Historias

Treinta y seis y subiendo…

PRÓLOGO I

Poco después llegué al trabajo. Aquel relax que sentía al escuchar al locutor de radio, se disipó por completo. Nada más entrar al despacho mi mundo pasó de ser  color azul cielo a negro azabache. Los compañeros corrían de un lado a otro enganchados a sus teléfonos móviles y con cara de no haber sonreído en años, las cabezas asomaban por encima de los separadores de las mesas con la intención de recibir una señal divina por parte de otro compañero, que les ayudara a superar su largo día de trabajo. De cien personas que podían encontrarse en esa sala diáfana, sin apenas luz natural y con un ambiente bastante enrarecido, aproximadamente quince tenían cara de estar disfrutando con lo que hacían.

Caminé por el pasillo con paso ligero hacia mi despacho. Lo único que me reconfortaba al entrar cada día a aquel edificio, era pensar que yo tenía la suerte de disfrutar de mi propio espacio. No era necesario codearme con nadie de aquella sala que me chupara la poca energía que tenía.  No necesitaba que nadie me envenenara más, no quería escuchar continuamente lamentos por tener un déspota por jefe o un compañero poco profesional. La vida me había castigado con unos compañeros poco agradables, pero me había premiado con un despacho amplio, soleado y lo que es más importante, para mí solita.

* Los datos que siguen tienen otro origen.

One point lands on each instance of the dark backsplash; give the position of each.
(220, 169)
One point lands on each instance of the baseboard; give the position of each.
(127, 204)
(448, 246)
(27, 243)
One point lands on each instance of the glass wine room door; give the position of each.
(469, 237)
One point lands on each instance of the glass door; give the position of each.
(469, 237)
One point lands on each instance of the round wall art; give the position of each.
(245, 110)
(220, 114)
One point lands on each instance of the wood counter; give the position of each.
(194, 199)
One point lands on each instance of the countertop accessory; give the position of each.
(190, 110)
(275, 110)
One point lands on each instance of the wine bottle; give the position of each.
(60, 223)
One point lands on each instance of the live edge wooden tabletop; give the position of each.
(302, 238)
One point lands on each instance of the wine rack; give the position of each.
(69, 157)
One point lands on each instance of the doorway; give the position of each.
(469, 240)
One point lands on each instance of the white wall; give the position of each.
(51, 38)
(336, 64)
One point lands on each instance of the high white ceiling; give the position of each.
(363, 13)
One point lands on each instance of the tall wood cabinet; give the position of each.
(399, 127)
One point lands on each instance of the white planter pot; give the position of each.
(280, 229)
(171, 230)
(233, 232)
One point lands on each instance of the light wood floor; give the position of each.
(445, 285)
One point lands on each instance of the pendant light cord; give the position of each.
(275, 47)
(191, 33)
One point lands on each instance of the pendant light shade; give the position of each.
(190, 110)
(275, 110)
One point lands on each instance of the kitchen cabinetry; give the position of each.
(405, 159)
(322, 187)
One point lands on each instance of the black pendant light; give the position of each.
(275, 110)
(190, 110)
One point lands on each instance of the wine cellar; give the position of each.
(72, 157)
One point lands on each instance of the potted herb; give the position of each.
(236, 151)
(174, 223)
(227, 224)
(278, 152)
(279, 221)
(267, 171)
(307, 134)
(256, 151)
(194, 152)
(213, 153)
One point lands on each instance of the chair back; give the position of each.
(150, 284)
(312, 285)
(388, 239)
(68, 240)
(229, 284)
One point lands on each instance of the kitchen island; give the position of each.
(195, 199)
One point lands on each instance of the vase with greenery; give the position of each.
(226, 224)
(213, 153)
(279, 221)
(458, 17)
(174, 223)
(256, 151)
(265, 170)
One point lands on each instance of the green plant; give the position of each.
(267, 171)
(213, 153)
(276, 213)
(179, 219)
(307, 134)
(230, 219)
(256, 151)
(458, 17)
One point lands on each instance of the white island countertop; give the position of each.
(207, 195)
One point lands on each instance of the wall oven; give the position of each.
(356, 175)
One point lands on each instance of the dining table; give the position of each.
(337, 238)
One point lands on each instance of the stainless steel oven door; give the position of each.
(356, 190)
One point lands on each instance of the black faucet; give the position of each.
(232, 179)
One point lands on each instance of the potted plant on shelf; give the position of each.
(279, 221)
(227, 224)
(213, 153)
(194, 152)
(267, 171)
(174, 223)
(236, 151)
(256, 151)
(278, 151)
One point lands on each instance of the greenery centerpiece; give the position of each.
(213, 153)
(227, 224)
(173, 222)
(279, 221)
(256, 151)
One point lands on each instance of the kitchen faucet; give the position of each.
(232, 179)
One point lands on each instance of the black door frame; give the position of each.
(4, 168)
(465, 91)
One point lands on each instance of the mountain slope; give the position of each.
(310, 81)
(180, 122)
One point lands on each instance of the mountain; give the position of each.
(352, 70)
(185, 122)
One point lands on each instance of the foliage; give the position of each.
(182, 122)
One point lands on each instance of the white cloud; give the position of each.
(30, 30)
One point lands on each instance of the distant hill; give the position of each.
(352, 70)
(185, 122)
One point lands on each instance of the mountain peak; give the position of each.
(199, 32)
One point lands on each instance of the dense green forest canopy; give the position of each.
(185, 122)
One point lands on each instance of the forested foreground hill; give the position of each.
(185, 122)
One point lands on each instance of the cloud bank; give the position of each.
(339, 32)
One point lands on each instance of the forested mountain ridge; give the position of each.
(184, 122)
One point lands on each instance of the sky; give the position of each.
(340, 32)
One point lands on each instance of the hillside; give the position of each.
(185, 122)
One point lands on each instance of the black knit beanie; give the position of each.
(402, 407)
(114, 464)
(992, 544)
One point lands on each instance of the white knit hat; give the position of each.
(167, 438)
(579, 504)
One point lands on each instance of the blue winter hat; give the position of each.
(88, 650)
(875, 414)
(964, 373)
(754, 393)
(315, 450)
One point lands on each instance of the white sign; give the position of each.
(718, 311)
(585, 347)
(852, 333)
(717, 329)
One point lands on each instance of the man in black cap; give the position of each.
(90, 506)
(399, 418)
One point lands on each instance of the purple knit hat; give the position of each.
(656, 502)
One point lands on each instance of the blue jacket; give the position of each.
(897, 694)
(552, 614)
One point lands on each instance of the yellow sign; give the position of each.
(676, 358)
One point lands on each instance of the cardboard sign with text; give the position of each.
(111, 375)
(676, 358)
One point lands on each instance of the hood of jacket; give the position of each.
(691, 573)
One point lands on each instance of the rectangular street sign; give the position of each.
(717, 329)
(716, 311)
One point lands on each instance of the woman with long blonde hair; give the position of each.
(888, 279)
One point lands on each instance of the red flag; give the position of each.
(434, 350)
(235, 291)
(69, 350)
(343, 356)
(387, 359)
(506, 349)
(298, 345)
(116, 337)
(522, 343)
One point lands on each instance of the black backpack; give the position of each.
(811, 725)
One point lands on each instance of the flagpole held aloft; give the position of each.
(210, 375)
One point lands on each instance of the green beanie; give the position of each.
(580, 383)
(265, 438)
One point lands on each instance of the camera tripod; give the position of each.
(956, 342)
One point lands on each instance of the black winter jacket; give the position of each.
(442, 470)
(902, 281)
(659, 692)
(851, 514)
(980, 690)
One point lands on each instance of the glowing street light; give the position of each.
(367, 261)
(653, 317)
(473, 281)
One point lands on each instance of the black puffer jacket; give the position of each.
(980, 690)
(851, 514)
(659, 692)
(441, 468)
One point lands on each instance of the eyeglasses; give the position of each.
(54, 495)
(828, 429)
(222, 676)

A las 8:05 ya estaba de nuevo instalada en mi mesa de trabajo; ordenador en marcha, agenda revisada, y cafetera conectada. Todo estaba preparado para la primera reunión del día, sólo me faltaba revisar de nuevo las propuestas de los últimos proveedores que habían solicitado trabajar en el nuevo proyecto. Apenas me llevaría media hora revisar todas las propuestas, así que tenía tiempo suficiente por si debía realizar algún cambio.

Cuando me disponía a leer el primer breafing, sonó mi teléfono de mesa. En la pantalla del teléfono se podía leer Sr. Paco Meneses. Se trataba de mi jefe. ¿Que querría este hombre ahora? ¿No podía esperar para explicármelo en la reunión?

No quería coger el teléfono, estaba convencida que quería modificar algo a última hora y eso haría que retrasáramos la reunión que habíamos concertado, hacía más de un mes, para definir la estrategia a seguir en el proyecto más importante de toda mi carrera. Titubeé, pero finalmente cogí el teléfono. Al otro lado se escuchaba una voz grave, de esas conseguidas a base de fumar cigarrillos a todas las horas de día. La persona que estaba detrás de esa voz necesitaba que fuese a su despacho para comentarme algo de vital importancia.